Browser compatibility
| Path | Requirements |
|---|---|
| AudioWorklet (preferred) | Chrome 66+, Firefox 76+, Safari 14.1+ |
| ScriptProcessorNode (fallback) | All modern browsers (deprecated; logs a warning) |
getUserMedia | Secure context (HTTPS or localhost) |
createLiveTranscriber() automatically falls back to ScriptProcessorNode when AudioWorklet is unavailable. In strict-CSP environments (Chrome MV3 service workers, sites blocking blob: URLs), pass workletUrl: '/path/to/energy-vad.worklet.js' and serve the worklet source yourself.

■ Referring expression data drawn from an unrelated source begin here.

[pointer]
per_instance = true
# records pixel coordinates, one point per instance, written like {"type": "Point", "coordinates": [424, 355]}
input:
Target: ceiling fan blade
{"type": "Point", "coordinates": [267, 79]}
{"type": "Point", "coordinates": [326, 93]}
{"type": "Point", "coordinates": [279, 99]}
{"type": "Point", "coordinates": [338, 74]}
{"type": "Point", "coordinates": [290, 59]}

The energy VAD worklet ships as an inline string (registered via URL.createObjectURL) so no separate .worklet.js asset is required from your bundler. Source is available via the exported ENERGY_VAD_WORKLET_SOURCE constant if you need to inspect or self-host it.
Capability detection
import { isLiveTranscribeSupported, isAudioWorkletSupported, isMediaCaptureSupported } from '@localmode/core';
if (!isLiveTranscribeSupported()) {
// Show a fallback UI.
}createCapabilityReport() includes a liveTranscribe section with { getUserMedia, audioWorklet, scriptProcessor, crossOriginIsolated }.